Jon Stoddard (40:25.888)
Does it, what is it for MNA is like 5% or smaller gets moves up. Lehman's yeah.
Denis Mezheritskiy (40:30.086)
Yeah, so we are on the Lehman scale. So we're 10%, yeah, so we're 10% in the first million and it drops down. So if we're doing the $20 million transaction, our percentage is like 2.5, 2.6 on it, but that's not typical. Our typical transaction size, we make seven to 8% of commission on the transaction. So everybody, most people that are on my team that are,
Jon Stoddard (40:53.4)
Gotcha. Yeah. And so what would like an associate that came and said, Hey, I don't.
Denis Mezheritskiy (41:02.434)
So good.
Jon Stoddard (41:05.54)
Oh, what would an associate come in and say, hey, I love, I don't, I don't, I don't want to be owned. I don't want an owner to business anymore because I'm not going to manage employees anymore, but I love to buy and sell businesses. We'll get somebody come in and do.
Denis Mezheritskiy (41:18.558)
Yeah, so you can easily, I shouldn't say easily because this is a lot of hard work. And if you have time, right? Because it's a big sales cycle, long sales cycle. So if you are able to withstand 12 months, 12 to 18 months to build up your pool of prospects that you're working with, you can be making six figure income. You can be making 150 to $200,000 doing this. It's a lot of ups and downs.
in this business, you could have transactions at the beginning of the year and not have a lot of transactions towards the end of the year, so you gotta be good with money but really you have to spend 12 to 18 months in the period of time gathering and getting leads and tractions, you gotta be networking, you gotta be networking with CPAs, you gotta be networking with financial planners, you gotta be joining the groups, you gotta be doing marketing for yourself and establishing yourself as
as someone who is experienced in this space. Obviously the folks that I work with, they are able to bring me in a lot of the transaction.
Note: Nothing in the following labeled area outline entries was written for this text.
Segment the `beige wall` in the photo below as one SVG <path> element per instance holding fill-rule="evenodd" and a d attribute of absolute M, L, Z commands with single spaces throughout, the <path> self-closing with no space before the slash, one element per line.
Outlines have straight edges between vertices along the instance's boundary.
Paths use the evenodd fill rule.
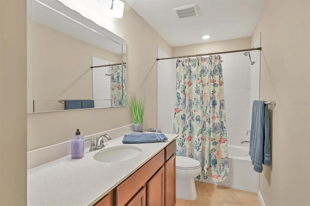
<path fill-rule="evenodd" d="M 261 99 L 277 101 L 272 165 L 259 176 L 268 206 L 310 205 L 309 2 L 268 0 L 252 38 L 262 32 Z"/>
<path fill-rule="evenodd" d="M 26 1 L 0 0 L 0 205 L 27 204 Z"/>
<path fill-rule="evenodd" d="M 120 55 L 42 24 L 29 22 L 28 41 L 32 49 L 28 55 L 32 64 L 28 72 L 33 78 L 29 88 L 32 92 L 28 92 L 31 104 L 28 107 L 31 109 L 29 113 L 32 112 L 32 99 L 35 112 L 63 110 L 64 104 L 58 100 L 93 99 L 92 57 L 122 62 Z M 115 46 L 121 51 L 121 45 Z"/>
<path fill-rule="evenodd" d="M 193 44 L 172 48 L 173 56 L 206 54 L 251 47 L 251 38 L 246 37 L 220 42 Z"/>
<path fill-rule="evenodd" d="M 101 19 L 111 18 L 101 13 Z M 171 47 L 125 2 L 123 18 L 102 26 L 127 41 L 128 91 L 145 94 L 144 129 L 156 127 L 157 47 L 170 55 Z M 69 140 L 77 128 L 89 135 L 133 123 L 128 107 L 30 114 L 27 118 L 28 150 Z"/>

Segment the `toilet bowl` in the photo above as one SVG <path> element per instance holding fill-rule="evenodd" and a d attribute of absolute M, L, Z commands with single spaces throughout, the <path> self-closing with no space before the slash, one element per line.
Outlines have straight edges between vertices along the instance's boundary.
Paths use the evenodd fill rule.
<path fill-rule="evenodd" d="M 194 178 L 202 170 L 200 162 L 188 157 L 176 157 L 176 198 L 194 200 L 197 197 Z"/>

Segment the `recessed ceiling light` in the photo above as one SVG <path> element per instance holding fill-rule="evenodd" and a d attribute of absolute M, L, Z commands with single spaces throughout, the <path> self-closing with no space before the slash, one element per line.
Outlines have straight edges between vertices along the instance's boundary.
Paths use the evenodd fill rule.
<path fill-rule="evenodd" d="M 203 39 L 209 39 L 210 38 L 210 35 L 204 35 L 203 36 L 202 36 L 202 38 Z"/>

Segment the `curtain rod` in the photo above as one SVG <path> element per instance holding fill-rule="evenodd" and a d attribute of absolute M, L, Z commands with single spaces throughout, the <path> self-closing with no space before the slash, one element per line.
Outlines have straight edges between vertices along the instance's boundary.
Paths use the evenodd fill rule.
<path fill-rule="evenodd" d="M 96 68 L 97 67 L 109 67 L 110 66 L 117 66 L 117 65 L 121 65 L 122 64 L 124 64 L 125 65 L 126 64 L 126 62 L 124 62 L 123 63 L 118 63 L 117 64 L 107 64 L 105 65 L 100 65 L 100 66 L 92 66 L 91 67 L 91 68 L 92 69 L 93 68 Z"/>
<path fill-rule="evenodd" d="M 226 54 L 228 53 L 240 52 L 243 51 L 252 51 L 252 50 L 262 50 L 262 47 L 252 48 L 250 49 L 240 49 L 239 50 L 226 51 L 220 52 L 211 52 L 208 54 L 195 54 L 193 55 L 181 56 L 180 57 L 168 57 L 167 58 L 160 58 L 160 59 L 157 58 L 156 59 L 156 60 L 158 61 L 158 60 L 171 59 L 172 59 L 184 58 L 186 57 L 198 57 L 199 56 L 213 55 L 214 54 Z"/>

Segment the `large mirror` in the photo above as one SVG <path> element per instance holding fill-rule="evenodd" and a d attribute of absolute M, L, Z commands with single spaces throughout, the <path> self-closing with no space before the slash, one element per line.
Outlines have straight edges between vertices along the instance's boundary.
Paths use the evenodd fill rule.
<path fill-rule="evenodd" d="M 28 113 L 126 105 L 124 40 L 56 0 L 27 14 Z"/>

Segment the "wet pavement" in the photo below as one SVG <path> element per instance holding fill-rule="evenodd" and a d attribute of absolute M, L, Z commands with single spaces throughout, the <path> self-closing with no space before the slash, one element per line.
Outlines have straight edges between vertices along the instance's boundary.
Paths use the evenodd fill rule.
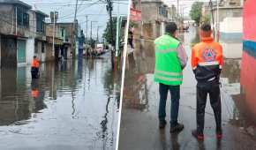
<path fill-rule="evenodd" d="M 1 70 L 0 149 L 115 149 L 120 95 L 109 54 Z"/>
<path fill-rule="evenodd" d="M 196 29 L 181 34 L 179 38 L 190 56 L 191 47 L 199 41 Z M 120 150 L 256 149 L 256 114 L 247 109 L 250 106 L 245 100 L 249 97 L 245 96 L 245 88 L 240 86 L 241 58 L 233 58 L 232 56 L 232 58 L 225 58 L 222 73 L 223 139 L 221 141 L 215 139 L 214 114 L 207 101 L 205 140 L 198 142 L 191 135 L 191 130 L 196 127 L 196 80 L 190 60 L 184 71 L 178 117 L 179 122 L 184 124 L 184 130 L 170 134 L 169 124 L 164 130 L 158 129 L 159 94 L 158 85 L 153 80 L 154 45 L 150 41 L 141 41 L 141 45 L 143 49 L 135 51 L 128 57 L 119 137 Z M 234 57 L 237 57 L 237 53 L 235 55 Z M 168 101 L 168 121 L 169 108 L 170 101 Z"/>

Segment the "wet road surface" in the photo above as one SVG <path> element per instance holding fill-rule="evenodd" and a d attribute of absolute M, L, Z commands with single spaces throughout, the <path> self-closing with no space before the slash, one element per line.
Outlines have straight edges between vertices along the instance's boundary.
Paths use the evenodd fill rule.
<path fill-rule="evenodd" d="M 195 29 L 192 29 L 179 35 L 188 56 L 191 55 L 191 47 L 199 41 L 196 33 Z M 154 45 L 151 41 L 142 41 L 141 45 L 143 50 L 129 56 L 129 68 L 125 71 L 120 150 L 256 149 L 256 123 L 253 123 L 256 114 L 249 111 L 245 102 L 246 98 L 243 93 L 246 92 L 240 86 L 240 58 L 225 58 L 222 73 L 222 140 L 215 139 L 215 117 L 207 101 L 205 140 L 198 142 L 191 135 L 191 131 L 196 127 L 196 80 L 190 62 L 184 71 L 178 117 L 179 122 L 184 124 L 184 130 L 170 134 L 169 124 L 164 130 L 158 129 L 159 94 L 158 85 L 153 80 Z M 169 108 L 170 101 L 168 101 L 168 121 Z"/>
<path fill-rule="evenodd" d="M 1 70 L 1 150 L 114 149 L 119 79 L 102 58 Z"/>

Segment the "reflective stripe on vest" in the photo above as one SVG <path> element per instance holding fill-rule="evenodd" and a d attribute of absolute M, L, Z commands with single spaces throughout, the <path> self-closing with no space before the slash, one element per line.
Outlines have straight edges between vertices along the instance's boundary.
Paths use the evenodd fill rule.
<path fill-rule="evenodd" d="M 169 75 L 169 76 L 182 76 L 182 72 L 169 72 L 169 71 L 154 71 L 155 74 L 161 73 L 161 74 L 165 74 L 165 75 Z"/>
<path fill-rule="evenodd" d="M 217 61 L 199 63 L 199 65 L 200 66 L 217 65 L 217 64 L 219 64 L 219 62 Z"/>
<path fill-rule="evenodd" d="M 155 74 L 154 78 L 162 79 L 162 80 L 167 80 L 167 81 L 182 81 L 182 78 L 168 78 L 168 77 L 160 76 L 158 74 Z"/>

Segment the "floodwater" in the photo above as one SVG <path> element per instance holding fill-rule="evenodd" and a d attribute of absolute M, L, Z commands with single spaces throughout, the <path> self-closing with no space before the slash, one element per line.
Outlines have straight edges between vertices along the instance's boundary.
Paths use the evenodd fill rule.
<path fill-rule="evenodd" d="M 1 70 L 0 149 L 114 149 L 120 95 L 109 54 Z"/>
<path fill-rule="evenodd" d="M 188 33 L 179 34 L 179 39 L 184 42 L 189 57 L 192 46 L 200 41 L 197 33 L 195 28 L 192 28 Z M 214 114 L 207 101 L 205 115 L 205 140 L 198 142 L 191 135 L 191 131 L 196 128 L 196 80 L 190 59 L 187 67 L 184 70 L 178 116 L 179 122 L 184 124 L 184 130 L 179 133 L 170 134 L 169 124 L 164 130 L 158 129 L 159 94 L 158 85 L 153 79 L 154 43 L 142 40 L 139 44 L 142 49 L 136 49 L 128 56 L 129 63 L 125 71 L 119 137 L 120 150 L 256 149 L 256 113 L 248 109 L 252 107 L 246 102 L 247 99 L 252 97 L 245 94 L 247 94 L 248 88 L 240 86 L 242 56 L 240 58 L 237 56 L 241 54 L 242 49 L 235 51 L 237 49 L 231 48 L 236 46 L 222 41 L 222 44 L 233 49 L 233 52 L 224 52 L 228 56 L 226 56 L 224 59 L 221 78 L 223 139 L 222 140 L 215 139 Z M 236 41 L 234 44 L 240 43 Z M 243 66 L 246 70 L 248 67 L 250 66 Z M 252 90 L 256 91 L 256 87 L 251 89 L 251 92 Z M 169 100 L 169 95 L 168 99 Z M 168 121 L 169 121 L 169 109 L 170 101 L 168 101 L 166 108 Z"/>

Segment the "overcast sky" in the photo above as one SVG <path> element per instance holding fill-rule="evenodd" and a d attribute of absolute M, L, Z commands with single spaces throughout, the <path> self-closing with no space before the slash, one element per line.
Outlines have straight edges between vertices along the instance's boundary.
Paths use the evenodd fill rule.
<path fill-rule="evenodd" d="M 59 12 L 58 22 L 72 22 L 74 20 L 75 14 L 75 4 L 76 0 L 21 0 L 33 6 L 34 9 L 40 10 L 47 14 L 49 14 L 52 11 Z M 113 16 L 119 14 L 127 15 L 128 11 L 128 0 L 114 0 Z M 105 0 L 79 0 L 77 19 L 81 26 L 81 28 L 86 34 L 87 19 L 86 15 L 88 15 L 88 20 L 97 21 L 93 22 L 93 37 L 96 37 L 97 26 L 99 28 L 99 35 L 102 34 L 106 27 L 109 15 L 106 11 Z M 47 20 L 49 20 L 48 19 Z M 88 36 L 90 34 L 90 22 L 88 22 Z"/>

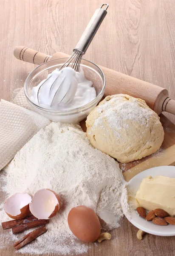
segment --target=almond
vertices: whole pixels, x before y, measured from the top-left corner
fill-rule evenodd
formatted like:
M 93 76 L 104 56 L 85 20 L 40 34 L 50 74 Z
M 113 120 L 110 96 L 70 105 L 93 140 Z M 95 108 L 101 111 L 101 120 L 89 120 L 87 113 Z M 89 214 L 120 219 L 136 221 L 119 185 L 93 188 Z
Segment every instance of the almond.
M 166 217 L 165 220 L 169 224 L 175 225 L 175 218 L 173 218 L 173 217 Z
M 146 214 L 145 210 L 143 207 L 138 207 L 136 209 L 137 211 L 141 217 L 146 218 Z
M 159 217 L 154 218 L 152 220 L 152 222 L 155 224 L 159 225 L 160 226 L 167 226 L 168 225 L 168 223 L 164 218 L 162 218 Z
M 156 217 L 154 211 L 151 211 L 148 212 L 146 217 L 146 221 L 152 221 L 154 218 Z
M 156 216 L 161 218 L 165 218 L 165 217 L 169 216 L 169 214 L 168 212 L 167 212 L 164 210 L 162 210 L 162 209 L 155 209 L 154 212 Z

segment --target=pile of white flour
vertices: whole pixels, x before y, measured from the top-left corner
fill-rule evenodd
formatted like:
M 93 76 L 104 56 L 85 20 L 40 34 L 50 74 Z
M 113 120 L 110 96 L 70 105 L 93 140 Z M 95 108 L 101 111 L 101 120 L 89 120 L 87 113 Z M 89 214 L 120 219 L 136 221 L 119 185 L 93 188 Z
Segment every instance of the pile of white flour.
M 61 197 L 61 209 L 47 225 L 48 232 L 21 249 L 21 252 L 75 254 L 86 251 L 88 246 L 75 238 L 67 223 L 69 211 L 78 205 L 96 211 L 106 222 L 106 230 L 119 226 L 123 215 L 120 199 L 124 183 L 121 172 L 113 158 L 90 145 L 79 125 L 52 122 L 42 129 L 0 175 L 6 198 L 17 192 L 32 196 L 43 188 L 53 189 Z M 10 220 L 3 205 L 0 221 Z M 9 232 L 16 241 L 29 231 L 18 236 Z M 4 247 L 4 240 L 0 239 L 3 235 L 0 246 Z M 13 241 L 10 242 L 11 246 Z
I have a lot of experience and I help them along the way to close these transactions and help them move along in their specter. The smaller the deals, the more complicated they get, believe it or not. Like a $100,000 deal could be more complex than a $2 million transaction.
Jon Stoddard (42:42.756)
Oh, they're just so much more messier. I mean, it's because they, they're the shoebox kind of deal like, well, how do I verify that revenue? I mean, it's gonna be kind of a waste of time to try to put this out to the market. And we don't know if you're making what you say you're making. I don't know. Yeah.
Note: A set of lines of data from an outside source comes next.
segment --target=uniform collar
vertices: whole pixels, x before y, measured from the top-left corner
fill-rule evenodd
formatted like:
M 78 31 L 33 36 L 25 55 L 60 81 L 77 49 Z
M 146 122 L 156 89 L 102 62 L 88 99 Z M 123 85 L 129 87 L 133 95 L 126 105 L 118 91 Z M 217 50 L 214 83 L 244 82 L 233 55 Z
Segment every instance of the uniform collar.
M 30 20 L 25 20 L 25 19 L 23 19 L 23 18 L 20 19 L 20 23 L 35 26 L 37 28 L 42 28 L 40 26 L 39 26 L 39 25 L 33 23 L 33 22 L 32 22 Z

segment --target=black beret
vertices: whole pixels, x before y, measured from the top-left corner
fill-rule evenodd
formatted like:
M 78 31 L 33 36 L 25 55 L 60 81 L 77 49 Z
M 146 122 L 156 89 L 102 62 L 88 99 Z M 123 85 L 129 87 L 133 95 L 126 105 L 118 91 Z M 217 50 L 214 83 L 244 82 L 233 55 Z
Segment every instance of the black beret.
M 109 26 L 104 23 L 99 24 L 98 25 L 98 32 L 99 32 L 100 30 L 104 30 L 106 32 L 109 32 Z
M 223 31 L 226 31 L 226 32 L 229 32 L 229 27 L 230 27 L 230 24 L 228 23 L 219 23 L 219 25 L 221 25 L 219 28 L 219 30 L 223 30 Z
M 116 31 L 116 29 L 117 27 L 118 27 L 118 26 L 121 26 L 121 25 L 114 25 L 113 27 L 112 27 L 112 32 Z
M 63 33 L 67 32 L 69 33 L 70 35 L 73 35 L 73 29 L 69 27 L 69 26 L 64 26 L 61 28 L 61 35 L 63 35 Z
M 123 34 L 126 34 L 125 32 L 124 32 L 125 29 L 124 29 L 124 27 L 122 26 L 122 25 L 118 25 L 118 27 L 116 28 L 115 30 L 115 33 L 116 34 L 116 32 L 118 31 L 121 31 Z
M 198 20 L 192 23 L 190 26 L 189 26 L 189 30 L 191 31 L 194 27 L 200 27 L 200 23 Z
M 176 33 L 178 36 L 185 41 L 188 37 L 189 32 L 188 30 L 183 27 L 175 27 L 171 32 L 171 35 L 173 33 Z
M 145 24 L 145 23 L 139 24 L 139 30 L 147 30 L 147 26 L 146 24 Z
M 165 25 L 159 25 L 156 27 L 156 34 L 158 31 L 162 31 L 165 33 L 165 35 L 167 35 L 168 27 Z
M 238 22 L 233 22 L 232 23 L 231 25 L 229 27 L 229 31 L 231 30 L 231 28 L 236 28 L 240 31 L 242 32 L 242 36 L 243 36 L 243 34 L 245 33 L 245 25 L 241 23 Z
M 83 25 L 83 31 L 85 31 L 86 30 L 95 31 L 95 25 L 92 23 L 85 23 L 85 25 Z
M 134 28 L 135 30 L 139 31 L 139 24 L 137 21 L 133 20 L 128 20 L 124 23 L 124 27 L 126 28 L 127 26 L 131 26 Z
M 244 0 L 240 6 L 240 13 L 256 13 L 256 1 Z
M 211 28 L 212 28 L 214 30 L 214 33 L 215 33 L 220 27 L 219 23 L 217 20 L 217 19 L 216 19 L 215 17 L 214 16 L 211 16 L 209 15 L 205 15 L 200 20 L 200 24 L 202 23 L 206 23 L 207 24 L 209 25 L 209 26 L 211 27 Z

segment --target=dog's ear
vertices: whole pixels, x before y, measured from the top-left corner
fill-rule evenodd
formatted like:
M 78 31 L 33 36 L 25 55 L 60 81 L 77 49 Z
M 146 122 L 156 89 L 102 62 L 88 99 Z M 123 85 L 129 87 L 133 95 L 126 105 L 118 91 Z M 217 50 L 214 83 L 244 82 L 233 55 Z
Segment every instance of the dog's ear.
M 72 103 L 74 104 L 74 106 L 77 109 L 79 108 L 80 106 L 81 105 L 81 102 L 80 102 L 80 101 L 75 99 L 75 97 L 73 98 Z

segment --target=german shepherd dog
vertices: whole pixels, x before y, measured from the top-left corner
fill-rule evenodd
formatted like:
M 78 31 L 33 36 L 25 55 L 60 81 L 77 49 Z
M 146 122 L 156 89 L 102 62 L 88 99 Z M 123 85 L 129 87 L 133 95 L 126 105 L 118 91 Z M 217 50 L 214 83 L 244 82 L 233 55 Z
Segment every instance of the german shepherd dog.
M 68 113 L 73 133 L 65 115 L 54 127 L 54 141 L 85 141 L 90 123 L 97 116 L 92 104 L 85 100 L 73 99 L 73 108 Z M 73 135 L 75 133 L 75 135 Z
Denis Mezheritskiy (42:45.438)
It's just so much. You gotta be creative.
Denis Mezheritskiy (43:00.23)
Right, right, right. The best brokers and M&A advisors are, in my experience, are the ones who actually owned the company and sold the company, and now they're in a point where like, I understand how this game works, I wanna do this. We have few of these folks in ROI that are hitting it off the board.
Jon Stoddard (43:19.297)
Yeah.
Jon Stoddard (43:26.084)
Do you just sell in Boston or is it United States wide?
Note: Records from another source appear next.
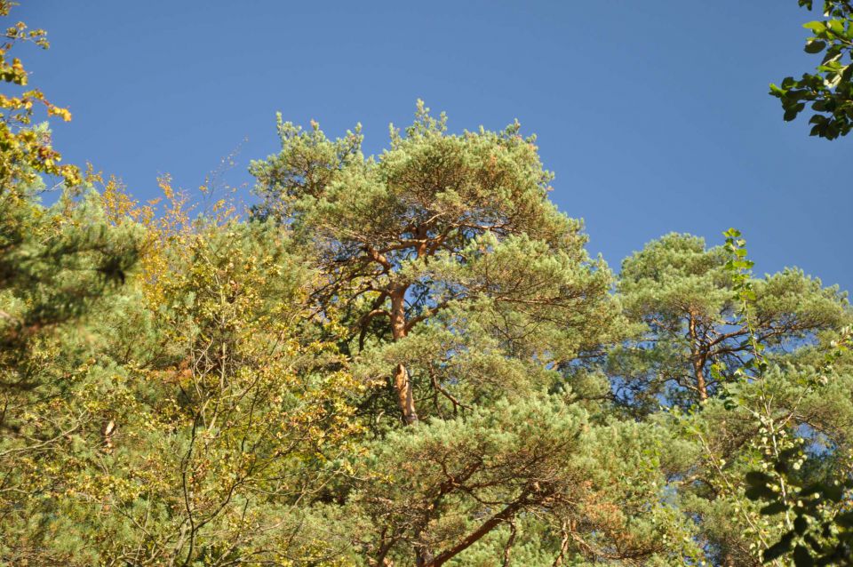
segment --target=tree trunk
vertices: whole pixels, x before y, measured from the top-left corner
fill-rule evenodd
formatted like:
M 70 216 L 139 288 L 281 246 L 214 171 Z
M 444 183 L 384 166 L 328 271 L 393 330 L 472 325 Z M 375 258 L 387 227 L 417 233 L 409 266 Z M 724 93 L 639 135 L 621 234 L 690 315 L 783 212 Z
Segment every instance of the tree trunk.
M 391 334 L 394 340 L 400 340 L 406 336 L 406 288 L 402 287 L 391 294 Z M 415 402 L 411 389 L 411 381 L 409 379 L 409 371 L 404 364 L 397 364 L 394 369 L 394 387 L 397 392 L 397 404 L 403 414 L 403 420 L 406 425 L 418 421 L 418 412 L 415 411 Z
M 699 345 L 699 338 L 696 332 L 696 317 L 690 315 L 688 331 L 690 334 L 690 363 L 693 364 L 693 378 L 696 379 L 696 390 L 699 394 L 699 402 L 708 399 L 708 386 L 705 380 L 705 355 Z

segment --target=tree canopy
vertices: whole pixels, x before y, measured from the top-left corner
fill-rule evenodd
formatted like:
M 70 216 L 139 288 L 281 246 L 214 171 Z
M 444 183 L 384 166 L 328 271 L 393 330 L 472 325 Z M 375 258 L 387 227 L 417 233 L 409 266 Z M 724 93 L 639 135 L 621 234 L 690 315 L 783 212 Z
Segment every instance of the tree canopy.
M 0 50 L 0 564 L 853 564 L 836 286 L 754 275 L 734 229 L 615 273 L 534 136 L 420 101 L 376 156 L 279 116 L 251 206 L 168 176 L 140 203 L 60 164 L 25 40 Z

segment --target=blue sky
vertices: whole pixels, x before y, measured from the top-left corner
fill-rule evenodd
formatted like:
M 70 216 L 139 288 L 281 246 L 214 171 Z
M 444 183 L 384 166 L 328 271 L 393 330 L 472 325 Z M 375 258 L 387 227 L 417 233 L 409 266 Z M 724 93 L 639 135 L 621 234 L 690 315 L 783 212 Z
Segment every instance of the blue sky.
M 27 52 L 32 83 L 74 114 L 57 148 L 138 196 L 164 172 L 195 188 L 236 149 L 225 179 L 250 184 L 279 110 L 331 136 L 361 122 L 378 153 L 421 98 L 453 131 L 537 133 L 552 198 L 614 268 L 735 226 L 758 271 L 853 288 L 853 139 L 809 138 L 767 94 L 814 66 L 794 0 L 23 4 L 52 44 Z

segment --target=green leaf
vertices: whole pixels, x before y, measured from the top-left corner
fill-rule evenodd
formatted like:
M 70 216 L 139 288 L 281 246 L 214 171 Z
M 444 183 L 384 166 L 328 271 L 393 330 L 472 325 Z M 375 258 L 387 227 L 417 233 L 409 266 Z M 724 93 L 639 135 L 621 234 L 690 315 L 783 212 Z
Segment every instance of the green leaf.
M 761 512 L 763 515 L 776 515 L 777 514 L 781 514 L 788 509 L 788 507 L 785 502 L 773 502 L 772 504 L 768 504 L 761 508 Z
M 761 559 L 764 563 L 769 563 L 774 559 L 781 557 L 791 550 L 791 540 L 793 539 L 793 532 L 789 531 L 777 542 L 764 550 L 761 554 Z
M 826 42 L 822 41 L 810 41 L 806 44 L 806 46 L 803 48 L 807 53 L 819 53 L 824 51 L 824 48 L 826 47 Z

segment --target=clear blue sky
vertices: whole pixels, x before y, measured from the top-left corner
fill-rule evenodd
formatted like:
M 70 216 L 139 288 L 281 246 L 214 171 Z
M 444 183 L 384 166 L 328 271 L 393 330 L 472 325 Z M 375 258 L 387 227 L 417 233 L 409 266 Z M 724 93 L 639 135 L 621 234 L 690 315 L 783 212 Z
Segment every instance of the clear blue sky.
M 56 147 L 137 196 L 161 172 L 195 188 L 237 147 L 227 179 L 250 182 L 277 110 L 330 135 L 361 122 L 379 152 L 422 98 L 454 131 L 536 132 L 554 200 L 614 268 L 735 226 L 759 271 L 853 288 L 853 137 L 809 138 L 767 94 L 814 65 L 794 0 L 23 4 L 52 43 L 33 83 L 74 113 Z

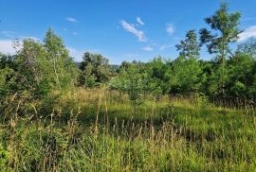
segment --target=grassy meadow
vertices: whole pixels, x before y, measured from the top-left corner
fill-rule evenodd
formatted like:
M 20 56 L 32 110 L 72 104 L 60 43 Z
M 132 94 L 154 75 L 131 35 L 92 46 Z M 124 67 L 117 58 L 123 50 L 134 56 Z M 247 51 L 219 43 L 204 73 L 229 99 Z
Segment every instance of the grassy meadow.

Denis Mezheritskiy (43:29.934)
So we're nationally, COVID really helped us spread out. We used to meet in the office conference room for sales meetings, now we're on Zoom. And it's also made it easier for our clients to get on Zoom. It used to be a problem, it used to be all face to face. Now a lot of our conversations are like, I do meetings on Zoom every single day. And that made it easier.
So yeah, we do a lot of it. I have a transaction in California that we do I have a broker who is relocated from Maine in Washington State On the west coast we keep we have a buy side representation now in Georgia Working on a south southern portion of the state So but obviously New England is a is a bread and butter for us and this is where a lot of our business come from
Jon Stoddard (44:23.298)
Yeah.
Jon Stoddard (44:27.116)
Beautiful. Dennis, thank you so much for spending some time with me today.
Denis Mezheritskiy (44:31.314)
No, I appreciate the invite. I had fun. With a little bit of choppy.
Jon Stoddard (44:35.82)
Yeah, almost on the hour. So let me stop it here.